Health officials are confident they could contain an outbreak of the Zika virus if Congress approves the president’s request for money, which would go to eradicating the mosquitoes that spread it, researching vaccines against it and educating the public about prevention.
The mosquito that transmits the virus, the Aedes aegypti, breeds in the United States and the rest of the Americas, and is also a carrier of dengue, chikungunya and yellow fever. Scientists say that with international travel and Zika outbreaks in more than two dozen Latin American countries, it is inevitable that mosquitoes carrying Zika will surface in the United States.
Zika poses little threat to most people, but it is potentially very dangerous for pregnant women. There is increasing evidence in Brazil — which had an outbreak of Zika last spring — that the virus causes microcephaly, a birth defect in which children are born with unusually small heads and brains. It also may be associated with the incapacitating Guillain-Barré syndrome.
[Zika has been linked to birth defects. Now it may be linked to paralysis]
That Zika is spread mainly by mosquitoes alarms health officials.
A 2014 report by the Council of State and Territorial Epidemiologists found that state and local health departments are less prepared to track and contain infections carried by mosquitoes than at any time since the early 2000s, when they ramped up to deal with the first outbreak of the West Nile virus.
Between 2004 and 2012, there was a 41 percent drop in the number of staff working at least half time in mosquito surveillance (to detect whether they are carrying disease), according to the report. Seven states no longer conduct mosquito surveillance.
Surveillance for mosquito-borne viruses other than West Nile is patchy at best, the report said. “In particular,” it said, “public health laboratory capacity for proactive surveillance is poor to nonexistent in most states.”
Even with West Nile, declining mosquito surveillance contributed to a new spike in cases in 2012, notably in the Dallas area, said Jeff Engel, executive director of the Council of State and Territorial Epidemiologists. “We let our guard down.”
More than mosquito surveillance has suffered.

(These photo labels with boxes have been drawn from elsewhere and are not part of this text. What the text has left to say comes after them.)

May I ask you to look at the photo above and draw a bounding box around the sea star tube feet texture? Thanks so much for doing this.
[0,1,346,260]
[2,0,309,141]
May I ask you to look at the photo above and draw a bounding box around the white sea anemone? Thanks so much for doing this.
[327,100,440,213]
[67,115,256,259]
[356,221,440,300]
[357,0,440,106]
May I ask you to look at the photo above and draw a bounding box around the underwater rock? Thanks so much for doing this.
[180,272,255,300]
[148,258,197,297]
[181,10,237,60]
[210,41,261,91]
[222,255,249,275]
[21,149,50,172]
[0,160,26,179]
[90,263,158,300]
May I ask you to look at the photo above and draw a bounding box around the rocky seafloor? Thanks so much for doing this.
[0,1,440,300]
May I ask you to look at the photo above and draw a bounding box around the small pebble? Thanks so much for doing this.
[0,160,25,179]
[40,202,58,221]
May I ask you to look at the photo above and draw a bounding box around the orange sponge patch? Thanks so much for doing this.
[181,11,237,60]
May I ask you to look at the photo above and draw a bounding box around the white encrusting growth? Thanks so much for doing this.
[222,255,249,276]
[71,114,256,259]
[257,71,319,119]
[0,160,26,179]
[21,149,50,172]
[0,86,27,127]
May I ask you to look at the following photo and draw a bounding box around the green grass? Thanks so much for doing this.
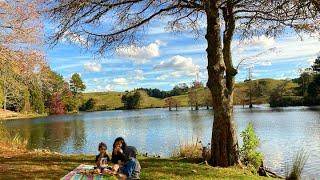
[84,79,298,111]
[0,152,272,179]
[0,109,47,121]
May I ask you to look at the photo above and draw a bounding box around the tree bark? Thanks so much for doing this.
[205,0,239,167]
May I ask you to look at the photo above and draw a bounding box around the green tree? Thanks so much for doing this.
[121,91,141,109]
[80,98,97,111]
[69,73,86,96]
[312,55,320,73]
[240,122,263,170]
[49,0,320,167]
[29,86,45,114]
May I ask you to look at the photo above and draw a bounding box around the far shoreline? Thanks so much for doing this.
[0,104,320,123]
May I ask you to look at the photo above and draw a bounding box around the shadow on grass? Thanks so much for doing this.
[0,154,268,179]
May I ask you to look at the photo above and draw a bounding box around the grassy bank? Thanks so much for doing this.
[0,152,272,179]
[0,109,47,121]
[84,79,298,111]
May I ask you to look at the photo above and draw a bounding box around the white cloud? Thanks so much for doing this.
[258,61,272,66]
[307,57,317,66]
[62,31,87,46]
[112,77,129,85]
[240,35,276,48]
[131,70,145,81]
[154,55,200,80]
[116,40,164,64]
[83,63,102,72]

The Association of State and Territorial Health Officials reports that since 2008, 20 agencies have cut programs for sexually transmitted diseases, including AIDS, and 15 have cut laboratory services.

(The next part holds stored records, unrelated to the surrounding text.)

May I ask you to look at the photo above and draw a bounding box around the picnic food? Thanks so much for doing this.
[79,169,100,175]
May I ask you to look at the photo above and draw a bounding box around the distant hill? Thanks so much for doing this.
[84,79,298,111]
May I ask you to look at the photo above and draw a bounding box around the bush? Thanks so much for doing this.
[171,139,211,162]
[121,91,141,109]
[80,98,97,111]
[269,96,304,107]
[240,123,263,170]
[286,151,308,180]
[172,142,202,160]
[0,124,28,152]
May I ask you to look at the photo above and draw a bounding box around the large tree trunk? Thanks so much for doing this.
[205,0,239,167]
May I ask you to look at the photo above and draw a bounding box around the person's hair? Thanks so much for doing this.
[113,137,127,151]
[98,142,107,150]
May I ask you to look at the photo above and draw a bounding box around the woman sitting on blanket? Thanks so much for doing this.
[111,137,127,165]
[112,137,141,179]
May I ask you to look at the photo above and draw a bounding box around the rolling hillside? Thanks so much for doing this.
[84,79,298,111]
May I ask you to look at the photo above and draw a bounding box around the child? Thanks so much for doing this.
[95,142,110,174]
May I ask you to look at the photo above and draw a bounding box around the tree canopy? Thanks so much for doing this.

“Funding has been reduced for public-health activities at the same time that public-health threats are coming more often and more vigorously and with more intensity,” Blumenstock said.
When a new infectious disease such as Zika emerges, state and local health departments face a multitude of tasks: isolating and containing the threat; identifying people who are infected and assuring they are treated; reporting cases to the Centers for Disease Control and Prevention; coordinating responses with hospitals and other agencies; performing necessary laboratory work; and educating the public and the medical community.
To cope with an infectious-disease outbreak amid reduced budgets, state and local health departments have become adept at crisis management and deploying staff to meet the latest threat, said Joshua Sharfstein, former Baltimore health commissioner and Maryland secretary of health.
“We found responding to Ebola [in 2014] really taxed our ability to respond to other outbreaks because we needed to pull all the staff” from other tasks, said Sharfstein, now an associate dean at the Johns Hopkins Bloomberg School of Public Health.
The same thing is starting to happen again across the country, Blumenstock said.
“State and local departments today are looking at their staff and deploying them to deal with Zika,” he said. “But if you send an epidemiologist to deal with Zika full time, that’s eight hours a day less that he’s doing food-borne surveillance, or HIV surveillance or flu surveillance.”
“We’ve been lucky so far, and you don’t want to hope for a different scenario so you can prove your point,” Blumenstock said. “But there are tipping points, and there were times we were close to those tipping points.”